It was raining, and I was tired and drunk, well let’s say high, walking home at 3 AM from a party in Sunset Park when I saw a blown-out umbrella between two parked cars on 5th Avenue. I was about two blocks from my parents’ apartment on 40th Street. I was 23 years old and had returned to Brooklyn a few months earlier from California, where I had spent the previous two years as a VISTA Volunteer. I was living there while deciding what to do next.
I thought that this would make a great photo but didn’t have my camera with me, and I’d need a tripod anyway for a long exposure. So I continued on my way.
When I got home, I took off my wet clothes and was about to go to bed. But I couldn’t stop thinking about that white umbrella in the wet street with the lights of passing cars illuminating it. So I changed into dry clothes, loaded my 35mm pawnshop rangefinder with a roll of Tri-X film, put my hand-held light meter and a cable release in my coat pocket, picked up my yard sale tripod and headed back out.
The umbrella was there, but the wind had blown it up onto the sidewalk. Still OK, I thought. As the rain and wind increased, I set up my tripod and attached the camera. I took a light reading, adjusted the f/stop and shutter speed accordingly, and looked through the viewfinder just as the umbrella blew away.
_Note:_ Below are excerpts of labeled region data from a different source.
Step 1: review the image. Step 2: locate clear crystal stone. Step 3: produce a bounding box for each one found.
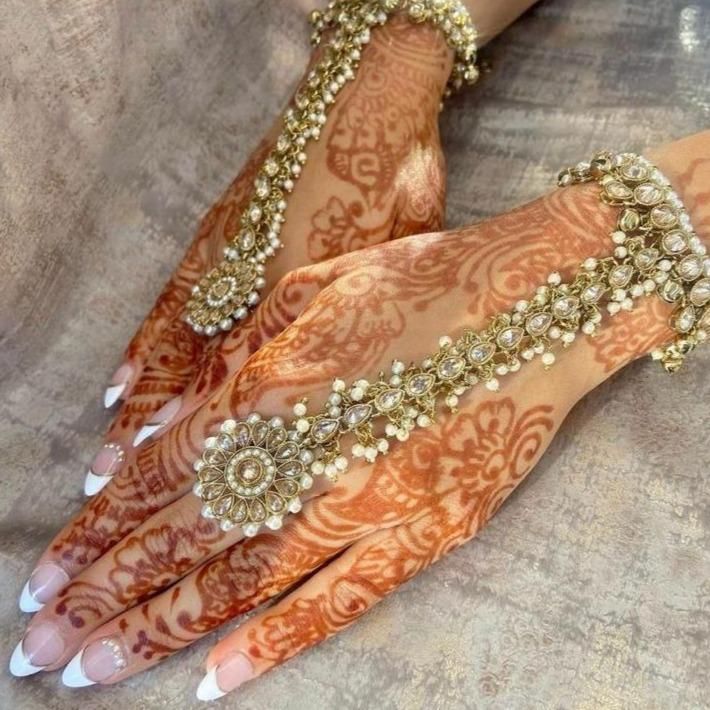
[496,327,524,350]
[239,229,256,251]
[343,404,372,429]
[311,419,338,443]
[675,306,695,333]
[634,247,660,271]
[659,279,683,303]
[525,313,552,336]
[676,254,703,281]
[406,373,434,397]
[266,427,288,449]
[604,180,633,200]
[582,283,606,303]
[609,264,634,288]
[265,491,285,513]
[437,357,466,380]
[275,478,298,498]
[212,496,236,515]
[619,208,641,232]
[249,500,266,523]
[621,162,648,180]
[251,422,269,445]
[634,182,666,207]
[662,229,688,254]
[552,296,579,318]
[468,343,496,365]
[690,279,710,306]
[375,389,404,412]
[232,500,247,523]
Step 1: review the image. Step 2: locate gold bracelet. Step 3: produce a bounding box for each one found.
[185,0,478,336]
[194,153,710,536]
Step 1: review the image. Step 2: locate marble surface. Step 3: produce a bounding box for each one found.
[0,0,710,710]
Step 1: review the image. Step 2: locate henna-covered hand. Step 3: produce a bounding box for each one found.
[83,0,534,512]
[13,133,710,697]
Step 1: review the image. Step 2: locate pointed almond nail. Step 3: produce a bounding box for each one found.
[84,444,126,496]
[104,364,133,409]
[62,636,127,688]
[197,666,227,701]
[20,562,69,613]
[197,652,256,700]
[133,397,182,446]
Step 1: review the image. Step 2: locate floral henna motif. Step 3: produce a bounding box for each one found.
[248,398,555,663]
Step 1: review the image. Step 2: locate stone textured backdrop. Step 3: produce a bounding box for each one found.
[0,0,710,710]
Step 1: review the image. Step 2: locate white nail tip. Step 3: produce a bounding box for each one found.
[197,666,226,700]
[62,648,95,688]
[133,424,165,446]
[104,382,126,409]
[10,641,42,678]
[20,579,44,614]
[84,471,111,496]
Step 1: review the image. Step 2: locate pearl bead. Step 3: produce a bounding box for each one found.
[542,350,555,367]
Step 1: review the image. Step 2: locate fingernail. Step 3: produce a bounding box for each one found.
[104,364,133,409]
[10,624,64,676]
[197,653,255,700]
[62,636,128,688]
[20,562,69,612]
[84,444,126,496]
[133,397,182,446]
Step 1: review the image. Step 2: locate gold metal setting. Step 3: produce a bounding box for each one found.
[185,0,478,336]
[195,153,710,536]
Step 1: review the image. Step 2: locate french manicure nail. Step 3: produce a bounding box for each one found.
[133,397,182,446]
[84,444,126,496]
[62,636,127,688]
[197,653,255,700]
[104,364,133,409]
[10,623,64,676]
[20,562,69,612]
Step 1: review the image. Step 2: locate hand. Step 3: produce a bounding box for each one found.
[13,133,710,697]
[83,0,534,512]
[85,11,452,500]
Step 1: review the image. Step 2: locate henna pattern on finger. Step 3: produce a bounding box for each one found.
[75,397,555,665]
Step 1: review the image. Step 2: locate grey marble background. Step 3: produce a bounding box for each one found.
[0,0,710,710]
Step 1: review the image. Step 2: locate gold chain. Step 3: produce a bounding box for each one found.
[194,153,710,536]
[185,0,478,336]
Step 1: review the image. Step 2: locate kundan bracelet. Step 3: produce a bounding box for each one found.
[194,153,710,536]
[185,0,478,336]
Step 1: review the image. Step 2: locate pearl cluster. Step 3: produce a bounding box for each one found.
[185,0,478,336]
[195,153,710,535]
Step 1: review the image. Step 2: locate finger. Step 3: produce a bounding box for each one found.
[84,258,338,495]
[197,525,418,700]
[22,348,338,611]
[104,136,272,407]
[11,472,327,670]
[54,484,369,686]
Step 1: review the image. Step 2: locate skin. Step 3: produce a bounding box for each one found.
[96,0,534,470]
[16,132,710,683]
I stared, cursed, then burst out laughing, enjoying my Buster Keaton moment. I retrieved the umbrella and put it back about where it had been. I focused the camera, made a few exposures and walked back home.
***
Larry Racioppo returned to South Brooklyn in 1970 after two years in California as a VISTA volunteer. He took a course at the School of Visual Arts, began to photograph his family and friends, and has never stopped.